Résumé:
L’Algérie est caractérisée, dans la plupart de ses régions, par un climat semi-aride à
aride. Les contraintes du climat, la croissance démographique et les transformations
économiques et sociales sont à l'origine d'une demande en eau sans cesse croissante.
Ces 20 dernières années ont été caractérisées par une longue période de sécheresse qui
est due non seulement à l'alternance habituelle entre périodes sèches et humides mais
également aux phénomènes des changements climatiques.

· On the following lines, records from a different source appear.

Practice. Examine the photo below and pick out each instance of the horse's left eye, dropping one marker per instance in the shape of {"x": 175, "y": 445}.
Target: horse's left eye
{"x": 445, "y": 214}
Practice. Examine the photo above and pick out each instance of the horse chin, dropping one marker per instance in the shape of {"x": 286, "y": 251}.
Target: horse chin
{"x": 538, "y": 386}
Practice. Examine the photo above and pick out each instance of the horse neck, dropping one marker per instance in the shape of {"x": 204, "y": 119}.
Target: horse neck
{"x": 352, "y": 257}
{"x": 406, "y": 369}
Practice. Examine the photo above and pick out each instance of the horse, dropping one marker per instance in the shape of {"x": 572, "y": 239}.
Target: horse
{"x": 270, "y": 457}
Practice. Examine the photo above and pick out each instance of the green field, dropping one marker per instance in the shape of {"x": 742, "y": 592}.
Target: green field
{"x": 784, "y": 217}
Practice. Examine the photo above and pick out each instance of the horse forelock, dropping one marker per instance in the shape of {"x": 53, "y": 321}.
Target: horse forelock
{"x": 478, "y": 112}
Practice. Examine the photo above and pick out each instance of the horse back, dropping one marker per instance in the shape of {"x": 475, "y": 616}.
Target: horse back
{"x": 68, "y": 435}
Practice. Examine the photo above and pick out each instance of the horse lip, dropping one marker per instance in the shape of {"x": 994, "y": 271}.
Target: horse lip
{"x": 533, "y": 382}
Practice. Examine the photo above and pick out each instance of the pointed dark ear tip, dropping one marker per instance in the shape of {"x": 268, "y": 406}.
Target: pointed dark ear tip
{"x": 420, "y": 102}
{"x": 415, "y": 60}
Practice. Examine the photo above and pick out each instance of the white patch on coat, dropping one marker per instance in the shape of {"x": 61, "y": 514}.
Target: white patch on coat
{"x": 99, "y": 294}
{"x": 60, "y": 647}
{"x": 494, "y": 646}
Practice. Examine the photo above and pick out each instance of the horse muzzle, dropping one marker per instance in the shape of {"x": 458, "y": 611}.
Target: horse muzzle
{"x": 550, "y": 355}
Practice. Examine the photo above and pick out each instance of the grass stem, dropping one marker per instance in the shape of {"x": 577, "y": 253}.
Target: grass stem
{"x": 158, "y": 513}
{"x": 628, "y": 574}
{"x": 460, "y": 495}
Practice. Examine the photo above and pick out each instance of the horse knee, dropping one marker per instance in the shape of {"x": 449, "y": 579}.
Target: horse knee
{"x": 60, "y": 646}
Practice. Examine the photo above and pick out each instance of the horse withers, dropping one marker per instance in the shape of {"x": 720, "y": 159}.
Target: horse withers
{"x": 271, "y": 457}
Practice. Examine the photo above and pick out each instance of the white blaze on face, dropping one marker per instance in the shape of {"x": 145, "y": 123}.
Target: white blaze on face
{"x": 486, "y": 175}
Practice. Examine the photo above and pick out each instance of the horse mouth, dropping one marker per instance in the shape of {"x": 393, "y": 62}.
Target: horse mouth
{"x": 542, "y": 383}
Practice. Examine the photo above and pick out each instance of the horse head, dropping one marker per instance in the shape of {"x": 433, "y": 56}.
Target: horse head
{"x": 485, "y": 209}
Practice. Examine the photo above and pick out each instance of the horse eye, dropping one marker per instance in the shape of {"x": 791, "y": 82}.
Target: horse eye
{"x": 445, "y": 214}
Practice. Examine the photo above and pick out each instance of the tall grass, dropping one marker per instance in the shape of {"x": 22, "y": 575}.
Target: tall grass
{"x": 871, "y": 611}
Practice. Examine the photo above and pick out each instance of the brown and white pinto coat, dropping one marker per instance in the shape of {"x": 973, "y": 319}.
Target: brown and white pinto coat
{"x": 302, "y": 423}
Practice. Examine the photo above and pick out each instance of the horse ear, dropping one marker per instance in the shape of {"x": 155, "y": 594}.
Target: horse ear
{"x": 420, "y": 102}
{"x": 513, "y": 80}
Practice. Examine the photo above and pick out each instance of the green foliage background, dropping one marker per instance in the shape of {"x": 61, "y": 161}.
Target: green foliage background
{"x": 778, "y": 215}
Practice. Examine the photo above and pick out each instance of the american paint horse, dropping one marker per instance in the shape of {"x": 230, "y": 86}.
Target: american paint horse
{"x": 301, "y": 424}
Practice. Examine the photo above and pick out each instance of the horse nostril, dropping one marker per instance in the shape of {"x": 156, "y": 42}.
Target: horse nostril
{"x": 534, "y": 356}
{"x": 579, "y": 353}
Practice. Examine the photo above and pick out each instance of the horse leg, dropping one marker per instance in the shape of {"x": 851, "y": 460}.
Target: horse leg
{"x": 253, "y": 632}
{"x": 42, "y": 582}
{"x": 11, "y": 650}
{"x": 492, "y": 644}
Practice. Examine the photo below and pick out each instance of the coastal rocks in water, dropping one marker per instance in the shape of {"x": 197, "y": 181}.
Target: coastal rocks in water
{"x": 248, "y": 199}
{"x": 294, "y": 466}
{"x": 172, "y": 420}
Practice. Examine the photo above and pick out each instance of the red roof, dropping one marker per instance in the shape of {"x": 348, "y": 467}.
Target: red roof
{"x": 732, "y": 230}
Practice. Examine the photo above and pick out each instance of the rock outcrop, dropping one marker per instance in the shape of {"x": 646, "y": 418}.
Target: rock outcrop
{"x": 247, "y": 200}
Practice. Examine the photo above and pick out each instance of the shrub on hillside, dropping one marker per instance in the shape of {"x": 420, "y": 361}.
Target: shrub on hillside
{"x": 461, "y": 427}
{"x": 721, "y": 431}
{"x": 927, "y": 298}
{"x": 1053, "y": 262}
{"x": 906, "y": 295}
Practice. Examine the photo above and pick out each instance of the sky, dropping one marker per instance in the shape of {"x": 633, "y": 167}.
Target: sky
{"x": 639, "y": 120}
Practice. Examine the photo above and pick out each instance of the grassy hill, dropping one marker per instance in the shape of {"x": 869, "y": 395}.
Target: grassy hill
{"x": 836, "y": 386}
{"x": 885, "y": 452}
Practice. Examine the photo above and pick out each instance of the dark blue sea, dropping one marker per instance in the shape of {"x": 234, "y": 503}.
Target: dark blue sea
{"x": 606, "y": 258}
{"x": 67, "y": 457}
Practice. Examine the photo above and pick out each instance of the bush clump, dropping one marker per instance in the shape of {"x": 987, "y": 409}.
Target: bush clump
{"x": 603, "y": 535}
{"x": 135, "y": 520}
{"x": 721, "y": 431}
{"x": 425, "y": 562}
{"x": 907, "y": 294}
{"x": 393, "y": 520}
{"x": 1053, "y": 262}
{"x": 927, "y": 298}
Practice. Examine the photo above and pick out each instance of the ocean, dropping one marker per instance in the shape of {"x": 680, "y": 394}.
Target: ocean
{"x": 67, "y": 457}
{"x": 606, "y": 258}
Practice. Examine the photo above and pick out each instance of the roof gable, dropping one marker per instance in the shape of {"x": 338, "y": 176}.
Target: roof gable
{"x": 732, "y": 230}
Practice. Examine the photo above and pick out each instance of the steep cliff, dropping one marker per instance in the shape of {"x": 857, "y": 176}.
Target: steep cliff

Cette rareté des ressources
en eau en Algérie et leur inégale répartition a eu pour conséquences de graves pénuries
signalées à travers tout le territoire national et qui ont engendré une dégradation de la
qualité de l'eau qui pose des problèmes fréquents et complexes allant de la pollution des
cours d'eau, des nappes phréatiques, des barrages au Nord à la salinisation au Sud.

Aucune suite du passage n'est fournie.